Poisson Regression Same Results in R as in Python?

Question

Poisson Regression Same Results in R as in Python?

gaussianZeroOne opened this issue 6 years ago · comments

I am trying to implement the same code from R using glmnet and in Python. The issue is that I am using Poisson regression.

In R, I want to run the following regression. A vector y on 3 variables. It is a simple example but I want to keep it simple to easily compare results in Python:

library(glmnet)
y= c(2.631007e-13, 2.953114e-09, 1.537151e-03)

covar = diag(3)

mod <- glmnet(x=covar, y=y, family="poisson")

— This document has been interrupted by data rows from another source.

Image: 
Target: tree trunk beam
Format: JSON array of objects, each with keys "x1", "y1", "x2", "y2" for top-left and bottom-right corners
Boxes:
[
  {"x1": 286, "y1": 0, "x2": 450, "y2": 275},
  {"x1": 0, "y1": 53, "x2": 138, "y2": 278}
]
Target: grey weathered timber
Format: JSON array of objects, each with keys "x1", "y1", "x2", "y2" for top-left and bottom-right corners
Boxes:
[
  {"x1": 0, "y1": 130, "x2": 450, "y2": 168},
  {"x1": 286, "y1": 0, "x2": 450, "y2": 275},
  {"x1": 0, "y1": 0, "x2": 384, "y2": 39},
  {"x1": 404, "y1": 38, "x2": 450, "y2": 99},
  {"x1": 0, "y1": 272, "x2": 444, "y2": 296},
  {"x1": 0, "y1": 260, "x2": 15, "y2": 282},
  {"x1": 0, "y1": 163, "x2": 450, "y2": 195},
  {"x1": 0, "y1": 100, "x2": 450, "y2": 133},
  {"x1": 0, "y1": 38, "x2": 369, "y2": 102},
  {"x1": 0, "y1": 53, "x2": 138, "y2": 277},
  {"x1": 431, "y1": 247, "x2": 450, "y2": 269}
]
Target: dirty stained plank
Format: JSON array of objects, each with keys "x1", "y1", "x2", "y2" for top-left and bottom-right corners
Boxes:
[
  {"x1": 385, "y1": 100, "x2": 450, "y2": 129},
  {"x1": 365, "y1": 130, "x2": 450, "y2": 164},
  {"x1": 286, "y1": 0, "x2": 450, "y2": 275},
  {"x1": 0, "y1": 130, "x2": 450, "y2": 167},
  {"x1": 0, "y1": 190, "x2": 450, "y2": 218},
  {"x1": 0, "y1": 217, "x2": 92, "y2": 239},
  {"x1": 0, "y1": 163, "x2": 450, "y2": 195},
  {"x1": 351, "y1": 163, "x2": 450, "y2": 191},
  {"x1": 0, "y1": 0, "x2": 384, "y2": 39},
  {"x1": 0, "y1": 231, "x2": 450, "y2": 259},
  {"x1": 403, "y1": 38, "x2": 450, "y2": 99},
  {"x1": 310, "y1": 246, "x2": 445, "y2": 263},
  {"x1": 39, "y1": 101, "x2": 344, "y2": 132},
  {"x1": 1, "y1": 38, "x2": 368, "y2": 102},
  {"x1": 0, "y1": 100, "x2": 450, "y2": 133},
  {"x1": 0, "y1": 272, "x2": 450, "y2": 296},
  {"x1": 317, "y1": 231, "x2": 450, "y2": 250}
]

The above produces the following coefficients: [1] 0.000000 0.000000 7.557667. Only the 3rd variable has any weight from the penalization.

In Python, using this package:

from pyglmnet import GLM

import numpy as np

glm = GLM(alpha=1, distr='poisson', tol=1e-07)

print(glm.fit(np.eye(3),np.array([2.631007e-13, 2.953114e-09, 1.537151e-03])).beta_)

This gives me [0,0,0] for the 3 coefficients.

I assume I may need to use K-Fold validation, and also search across various lambda (penalization) parameters. However, I am unsure how exactly to do this and if this is actually a feature of pyglmnet?

Has anyone been able to figure out how to run glmnet with poisson in Python to produce exactly the same results?

Mainak Jas · Answer 1 · Sat Mar 14 2020 05:16:18 GMT+0800 (China Standard Time)

yes it is! You should use GLMCV to search across various lambda. Can you make sure that these are matched between R and Python?

G · Answer 2 · Mon Mar 16 2020 21:51:56 GMT+0800 (China Standard Time)

Thank you @jasmainak.

I've tried the following in pyglmnet:

from pyglmnet import GLMCV

glm = GLMCV(alpha=1, distr='poisson', tol=1e-07, cv=2)

print(glm.fit(np.eye(3),np.array([2.631007e-13, 2.953114e-09, 1.537151e-03])).beta_)

However it produces [0, 0, 0]. I am unable to tweak the pyglmnet to produce the exact same code as in R's glmnet.

Could it be that the lambda sequences are different? I noticed in R's glmneet it produces the sequence of coefficients through each iteration. Is there a way to do this as well in pyglmnet to see if the differences are due to different starting points?

Mainak Jas · Answer 3 · Tue Mar 17 2020 12:27:29 GMT+0800 (China Standard Time)

@gaussianZeroOne could you also provide the R code that you have tried? I am not that familiar with R but I think @titipata might be able to help.

Titipat Achakulvisut · Answer 4 · Tue Mar 17 2020 13:34:56 GMT+0800 (China Standard Time)

@jasmainak, I edited the code above which should have the R code to reproduce.

Titipat Achakulvisut · Answer 5 · Tue Mar 17 2020 13:53:38 GMT+0800 (China Standard Time)

And yes, it seems like there is something going on with the optimizer. I tried the same example and couldn't get the same result as in R. Maybe @pavanramkumar knows more in detail why it does not give the same result in this case.

Mainak Jas · Answer 6 · Thu Mar 19 2020 04:13:22 GMT+0800 (China Standard Time)

cool thanks, I'll take a look tomorrow!